Animal & Dog Law
Animal law is the body of law surrounding pet ownership, wildlife, animals used in the entertainment industry and animals raised for food and research. Animal law is a combination of various areas of law, such as tort, criminal, contract and constitutional law. Important issues in animal law include animal cruelty, companion animal concerns, animal breeding and animal estate planning.
Animal protection laws, known as anti-cruelty laws, regulate the abuse of animals. The Animal Welfare Act authorizes the U.S. Department of Agriculture to regulate the use of animals in research settings, circuses and zoos. Additionally, every state criminalizes the commission of inhumane acts against animals. In many states, violation of these laws is treated as a felony. Animal cruelty laws address a wide variety of issues, including owner neglect, pet mills or "farms" and animal laboratory testing. The Humane Society of the United States works to shield animals from mistreatment by actively investigating potential abusers. Another prominent animal rights organization is the Animal Legal Defense Fund (ALDF), which seeks to protect abused animals through the legal system. The ALDF brings a number of lawsuits each year in an effort to eliminate animal cruelty.
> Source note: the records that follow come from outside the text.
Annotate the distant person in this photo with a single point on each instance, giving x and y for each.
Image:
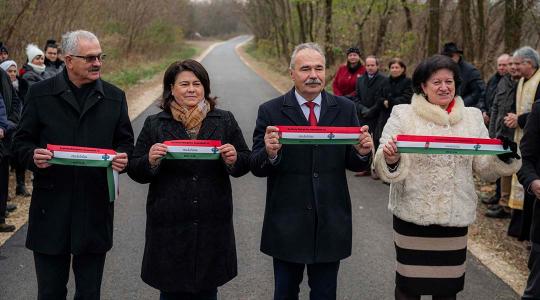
(432, 196)
(528, 91)
(70, 223)
(20, 86)
(529, 177)
(307, 221)
(395, 91)
(344, 83)
(491, 88)
(11, 103)
(53, 64)
(503, 104)
(472, 87)
(34, 69)
(369, 95)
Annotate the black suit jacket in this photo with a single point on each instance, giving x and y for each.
(369, 93)
(70, 210)
(530, 170)
(308, 209)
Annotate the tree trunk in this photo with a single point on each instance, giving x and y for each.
(433, 27)
(407, 12)
(466, 28)
(328, 33)
(383, 25)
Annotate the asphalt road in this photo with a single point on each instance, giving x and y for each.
(367, 274)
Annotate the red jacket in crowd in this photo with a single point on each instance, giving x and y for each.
(345, 82)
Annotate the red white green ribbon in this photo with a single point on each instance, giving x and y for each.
(318, 135)
(192, 149)
(449, 145)
(87, 157)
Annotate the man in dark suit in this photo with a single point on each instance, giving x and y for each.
(71, 216)
(307, 219)
(369, 88)
(529, 177)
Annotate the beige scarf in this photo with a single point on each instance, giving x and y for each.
(190, 117)
(524, 100)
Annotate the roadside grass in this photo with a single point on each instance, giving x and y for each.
(139, 69)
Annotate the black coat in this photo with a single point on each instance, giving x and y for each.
(504, 102)
(307, 217)
(12, 103)
(491, 92)
(472, 88)
(530, 170)
(190, 243)
(368, 95)
(70, 210)
(397, 91)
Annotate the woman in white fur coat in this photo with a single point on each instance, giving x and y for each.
(432, 196)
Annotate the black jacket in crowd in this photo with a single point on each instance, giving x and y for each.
(472, 88)
(12, 103)
(530, 170)
(491, 91)
(190, 244)
(307, 217)
(368, 95)
(70, 211)
(397, 91)
(504, 102)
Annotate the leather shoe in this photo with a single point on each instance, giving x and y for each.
(6, 228)
(11, 207)
(499, 213)
(20, 190)
(492, 200)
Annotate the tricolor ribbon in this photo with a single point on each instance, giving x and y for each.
(87, 157)
(449, 145)
(318, 135)
(192, 149)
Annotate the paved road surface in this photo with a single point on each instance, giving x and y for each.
(367, 274)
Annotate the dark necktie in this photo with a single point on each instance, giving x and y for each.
(312, 118)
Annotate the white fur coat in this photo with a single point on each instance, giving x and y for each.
(438, 188)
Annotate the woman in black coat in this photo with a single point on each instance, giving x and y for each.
(190, 246)
(397, 89)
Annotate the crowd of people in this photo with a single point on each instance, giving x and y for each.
(189, 242)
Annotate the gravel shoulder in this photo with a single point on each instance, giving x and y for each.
(139, 98)
(488, 241)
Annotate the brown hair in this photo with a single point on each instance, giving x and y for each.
(178, 67)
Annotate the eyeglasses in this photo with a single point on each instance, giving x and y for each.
(91, 58)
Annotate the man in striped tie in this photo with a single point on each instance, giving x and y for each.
(307, 220)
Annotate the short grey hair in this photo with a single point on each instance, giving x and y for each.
(70, 41)
(529, 54)
(300, 47)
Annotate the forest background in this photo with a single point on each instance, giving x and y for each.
(138, 33)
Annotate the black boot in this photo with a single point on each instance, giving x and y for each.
(6, 228)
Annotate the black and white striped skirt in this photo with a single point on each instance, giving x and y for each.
(430, 259)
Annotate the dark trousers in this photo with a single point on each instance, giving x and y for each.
(322, 280)
(532, 290)
(202, 295)
(4, 180)
(53, 274)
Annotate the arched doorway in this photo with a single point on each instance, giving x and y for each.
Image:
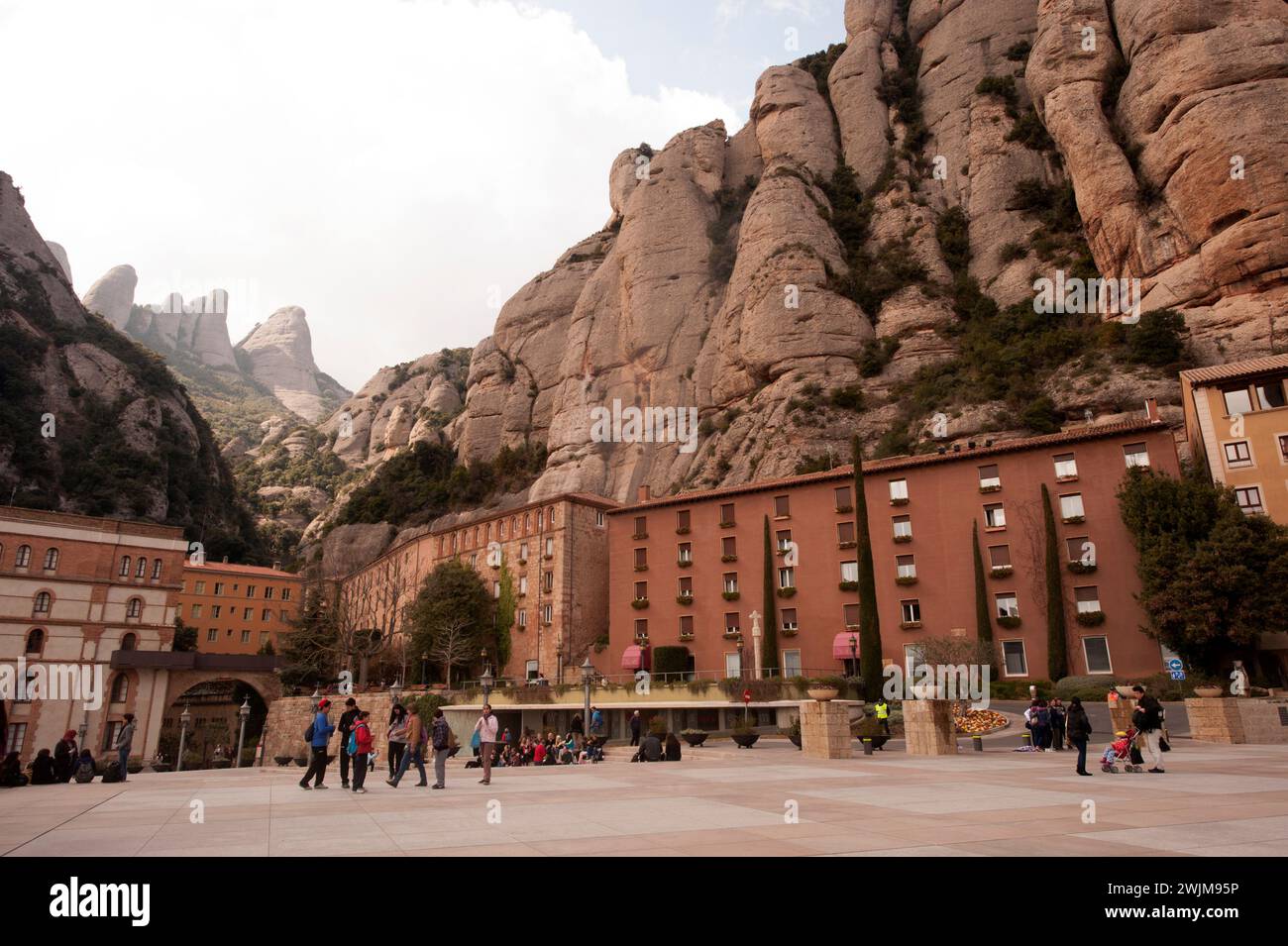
(214, 725)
Companion animals are all animals kept as pets or for recreational purposes. Companion animals include dogs, cats, horses and birds. Legal issues surrounding companion animals often involve owner liability for injuries, property damage or excessive noise. Most states have enacted statutes that hold a pet owner liable for all personal injuries and property damage inflicted by their animals. Some states limit liability to instances where the owner knew or had reason to know that their pet was dangerous or volatile. In cases of extreme negligence, or when injuries are especially severe, the state may impose criminal penalties on the animal's owner or caretaker. Pet owners may be able to defend claims against them if they can prove that the victim provoked the pet, the victim was trespassing or breaking the law, or that the victim knowingly undertook the risk of injury. Many states have enacted laws that provide remedies to those who complain of excessive noise from neighboring animals, specifically dogs. In states that do not address this issue directly, general nuisance laws may be used to obtain relief. Other legal issues involving companion animals include landlord-tenant disputes and "no pets" policies, vaccination requirements and wrongful death actions brought by owners for the loss of a pet.
The Animal Welfare Act, as well as individual state laws, regulate animal breeding. Such laws may restrict the breeding of particular types of animals, or ban the ownership of certain animals altogether. These animals are typically considered "vicious" creatures that pose serious risks to the community. By limiting the number of animals that may be bred, breeding laws also seek to reduce the number of homeless and neglected pets.
Animal Estate Planning
A relatively modern issue in Animal Law is animal estate planning. Pet owners are increasingly seeking legal guidance to establish trusts for their animals. Pet trusts provide for the care of an animal in the event of the owner's disability or death. In a traditional pet trust, the beneficiary of the trust is given detailed instructions for the proper care of the pet and may access the trust to pay for the pet's expenses. Traditional pet trusts give pet owners assurance that their animals will be cared for according to their specific wishes.